Jeremy : Pour revenir sur les violences policières, d’accord les policiers sont là pour faire leur boulot, mais là c’est violent. Et s’ils veulent de l’action, ils n’ont qu’à pas faire policiers. Ils devraient aller à l’armée, qui est plus orientée défense du pays et des citoyens.

Louiza : Avec le mouvement des Gilets jaunes, il y a eu le mouvement lycéen, mais quand Macron a fait son discours, il n’a pas parlé de nous. On a compris que les blocus qu’on faisait ne servaient à rien. Alors on est allé manifester, parce que devant les lycées, on ne nous voit pas. Mais on n’en a pas parlé, on n’a pas pris en compte ce qu’on faisait. Il y a eu des grèves, les cours ont été chamboulés : on a un bac à passer quand même à la fin de l’année. Les Gilets jaunes, c’est la même chose, ils attendent quelque chose derrière. Le gouvernement est censé les représenter, on est dans une démocratie, mais il ne fait pas grand-chose. C’est pour ça qu’ils s’attaquent à des monuments comme l’Arc de triomphe. On ne les entend pas et ils veulent être entendus. Et du coup, ils ont trouvé quoi comme moyen ? La violence. Ils sont restés dans le silence trop longtemps et à un moment donné tu te dis qu’il faut agir et tu agis violemment. Et tant qu’il n’y aura rien, ça ne va faire que s’aggraver. Ils ne vont pas lâcher l’affaire.

Des Gilets jaunes aux luttes des quartiers populaires ?

Ahmed : Vous voyez, là, les violences policières que les Gilets jaunes subissent, c’était la même chose dans certains quartiers. Il ne faut pas l’oublier. Dans certains quartiers, il y a eu beaucoup de morts. Mais on parle des morts sans mentionner les autres histoires violentes : des gens qui ont perdu l’oreille, d’autres qui ont subi des faits marquants psychologiquement. Se dire on m’emmène à un endroit perdu où il n’y a personne, on me tabasse, on prend mes effets personnels et on me laisse au bord de la route. Psychologiquement, ça marque. L’avantage, c’est qu’aujourd’hui les gens vont peut-être croire les jeunes des cités, notamment de couleur arabe et noire, lorsqu’ils se plaignent de la violence de la police. Ils ne diront plus : « Tu sais, ils le méritent, ce n’est pas grave. » Le fait de voir des yeux crevés, des mains arrachées, et toutes les vidéos et les photos à la télé, je me dis : « Vous voyez ça, les gars, il y en a tellement qui subissaient ça avant et on n’en parlait pas. »

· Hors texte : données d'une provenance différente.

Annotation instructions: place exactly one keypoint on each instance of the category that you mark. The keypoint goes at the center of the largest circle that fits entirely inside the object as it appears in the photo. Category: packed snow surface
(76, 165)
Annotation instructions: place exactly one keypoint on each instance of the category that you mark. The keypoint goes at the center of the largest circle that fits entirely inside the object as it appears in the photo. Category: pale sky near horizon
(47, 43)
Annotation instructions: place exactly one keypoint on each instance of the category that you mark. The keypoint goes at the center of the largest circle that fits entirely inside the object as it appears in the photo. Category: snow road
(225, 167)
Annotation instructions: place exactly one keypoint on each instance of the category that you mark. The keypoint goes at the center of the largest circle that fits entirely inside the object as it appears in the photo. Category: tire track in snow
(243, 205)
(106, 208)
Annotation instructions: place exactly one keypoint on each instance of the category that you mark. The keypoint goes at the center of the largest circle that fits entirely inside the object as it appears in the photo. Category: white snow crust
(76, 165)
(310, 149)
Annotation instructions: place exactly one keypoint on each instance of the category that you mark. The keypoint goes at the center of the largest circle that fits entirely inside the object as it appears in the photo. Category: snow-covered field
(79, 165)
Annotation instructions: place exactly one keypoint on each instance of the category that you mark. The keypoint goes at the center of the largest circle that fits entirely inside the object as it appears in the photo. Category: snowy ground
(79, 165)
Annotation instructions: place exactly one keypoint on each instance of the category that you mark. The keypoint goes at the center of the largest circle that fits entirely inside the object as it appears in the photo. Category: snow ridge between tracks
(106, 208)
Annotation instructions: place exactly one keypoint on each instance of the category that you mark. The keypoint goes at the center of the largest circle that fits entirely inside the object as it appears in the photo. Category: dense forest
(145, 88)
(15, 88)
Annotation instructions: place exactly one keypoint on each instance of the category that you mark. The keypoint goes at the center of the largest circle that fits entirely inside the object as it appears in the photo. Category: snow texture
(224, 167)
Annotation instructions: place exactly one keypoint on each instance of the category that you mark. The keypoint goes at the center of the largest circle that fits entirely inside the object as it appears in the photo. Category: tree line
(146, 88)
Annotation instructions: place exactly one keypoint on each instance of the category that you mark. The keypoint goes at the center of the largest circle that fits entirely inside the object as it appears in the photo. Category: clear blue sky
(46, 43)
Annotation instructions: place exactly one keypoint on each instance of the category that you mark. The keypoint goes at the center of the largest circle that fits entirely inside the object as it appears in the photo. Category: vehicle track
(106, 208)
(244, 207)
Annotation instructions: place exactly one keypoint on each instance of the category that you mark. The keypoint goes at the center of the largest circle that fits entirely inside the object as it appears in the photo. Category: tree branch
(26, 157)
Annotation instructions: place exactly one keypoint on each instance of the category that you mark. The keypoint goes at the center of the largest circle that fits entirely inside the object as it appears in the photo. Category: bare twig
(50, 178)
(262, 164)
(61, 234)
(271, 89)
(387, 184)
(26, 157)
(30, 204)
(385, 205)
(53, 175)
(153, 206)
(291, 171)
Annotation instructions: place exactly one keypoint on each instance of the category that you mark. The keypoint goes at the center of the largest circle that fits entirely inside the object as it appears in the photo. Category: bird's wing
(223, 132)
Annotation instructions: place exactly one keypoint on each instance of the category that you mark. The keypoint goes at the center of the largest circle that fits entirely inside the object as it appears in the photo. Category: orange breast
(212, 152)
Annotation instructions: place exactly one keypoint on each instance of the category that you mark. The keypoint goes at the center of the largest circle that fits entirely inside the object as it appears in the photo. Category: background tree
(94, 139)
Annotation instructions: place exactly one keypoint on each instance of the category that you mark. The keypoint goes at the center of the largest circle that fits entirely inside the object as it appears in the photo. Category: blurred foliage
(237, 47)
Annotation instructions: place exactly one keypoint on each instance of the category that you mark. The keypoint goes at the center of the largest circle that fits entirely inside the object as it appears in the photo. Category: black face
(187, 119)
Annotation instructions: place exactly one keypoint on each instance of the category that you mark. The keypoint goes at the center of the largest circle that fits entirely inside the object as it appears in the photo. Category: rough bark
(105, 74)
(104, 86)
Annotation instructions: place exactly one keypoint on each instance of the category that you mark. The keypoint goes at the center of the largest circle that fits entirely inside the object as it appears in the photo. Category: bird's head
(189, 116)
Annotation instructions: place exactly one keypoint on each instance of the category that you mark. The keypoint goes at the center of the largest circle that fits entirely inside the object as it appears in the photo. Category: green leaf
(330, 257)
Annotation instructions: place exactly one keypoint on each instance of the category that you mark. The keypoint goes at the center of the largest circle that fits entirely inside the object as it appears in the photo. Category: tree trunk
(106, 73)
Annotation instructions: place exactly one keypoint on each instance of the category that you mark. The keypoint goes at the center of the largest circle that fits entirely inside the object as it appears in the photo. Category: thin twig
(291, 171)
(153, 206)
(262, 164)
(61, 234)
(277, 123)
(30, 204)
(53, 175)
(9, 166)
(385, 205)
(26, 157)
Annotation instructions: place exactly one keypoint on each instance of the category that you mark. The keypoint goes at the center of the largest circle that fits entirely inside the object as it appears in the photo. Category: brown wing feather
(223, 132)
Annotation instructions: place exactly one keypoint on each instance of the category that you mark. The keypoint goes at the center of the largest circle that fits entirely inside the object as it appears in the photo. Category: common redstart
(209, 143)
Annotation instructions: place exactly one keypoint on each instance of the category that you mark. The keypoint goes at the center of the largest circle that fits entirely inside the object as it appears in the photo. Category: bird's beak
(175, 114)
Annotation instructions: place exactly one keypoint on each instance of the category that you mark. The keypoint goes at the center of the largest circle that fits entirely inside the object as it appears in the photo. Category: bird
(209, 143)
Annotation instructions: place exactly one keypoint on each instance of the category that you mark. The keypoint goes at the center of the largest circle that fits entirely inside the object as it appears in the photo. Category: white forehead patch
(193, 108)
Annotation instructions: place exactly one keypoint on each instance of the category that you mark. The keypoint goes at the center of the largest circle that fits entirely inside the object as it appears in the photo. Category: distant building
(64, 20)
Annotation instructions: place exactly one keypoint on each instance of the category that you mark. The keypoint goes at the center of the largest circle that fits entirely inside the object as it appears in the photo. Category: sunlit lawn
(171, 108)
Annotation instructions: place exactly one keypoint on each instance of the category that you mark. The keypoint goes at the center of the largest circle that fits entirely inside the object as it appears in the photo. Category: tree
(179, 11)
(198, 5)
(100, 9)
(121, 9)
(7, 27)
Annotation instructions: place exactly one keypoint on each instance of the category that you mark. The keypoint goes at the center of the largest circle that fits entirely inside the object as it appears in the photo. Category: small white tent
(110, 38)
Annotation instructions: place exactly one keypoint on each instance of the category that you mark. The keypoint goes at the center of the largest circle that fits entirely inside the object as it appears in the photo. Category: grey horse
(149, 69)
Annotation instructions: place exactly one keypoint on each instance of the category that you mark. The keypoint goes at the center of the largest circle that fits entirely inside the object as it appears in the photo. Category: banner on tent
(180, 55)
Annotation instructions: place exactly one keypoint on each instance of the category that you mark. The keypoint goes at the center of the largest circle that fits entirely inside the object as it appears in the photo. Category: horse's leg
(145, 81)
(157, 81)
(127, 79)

Thibaut : C’est bien ce que tu dis, car pendant longtemps on a opposé les gens de la ruralité avec les gens de banlieue en disant : « Vous n’avez pas les mêmes problèmes, pas les mêmes conditions de vie, etc. » Ce qui est vrai. Mais au début des manifs, il y avait des slogans qui disaient : « La police avec nous. » Maintenant, on ne les voit plus. Ils ont complètement intégré le fait que les forces de l’ordre, en tout cas les CRS, sont les forces du pouvoir. Ils sont là pour...

Baptiste : Faire régner l’ordre.

Thibaut : Et briser toute lutte collective. On a vu qu’il y avait des mêmes mots d’ordre, que les expériences se confondaient entre ces gens-là et les gens des quartiers. Le cadrage des dites émeutes, des révoltes sociales en 2005, c’est pareil.

Ahmed : Exact, c’est vrai.

Thibaut : Quand tu fais des réunions de quartier, pour dire que ça ne va pas, tu vas essayer de faire bouger les choses dans ton quartier, mais on n’en parle pas. Par contre, quand il y a eu quelques voitures brûlées, des équipements publics brûlés, ou quand il y a des affrontements entre les forces de l’ordre et les jeunes, là on en parle. La plupart des manifs, ça partait en couille qu’à la fin. Je me rappelle d’une manif encadrée par les syndicats un jour de semaine, en février. Toute la manif s’est bien passée. Puis une fois arrivés à place de la Concorde, on s’est fait gazer, impossible de rentrer dans le métro et là les caméras étaient présentes. Ils vendent des images sensationnelles, de casse, mais les manifs pacifiques, on n’en parle pas. Donc les gens questionnent l’utilité de leur action. Si je manifeste tranquillement, ça ne marchera jamais. Et ça, les jeunes des quartiers populaires l’ont intégré depuis longtemps.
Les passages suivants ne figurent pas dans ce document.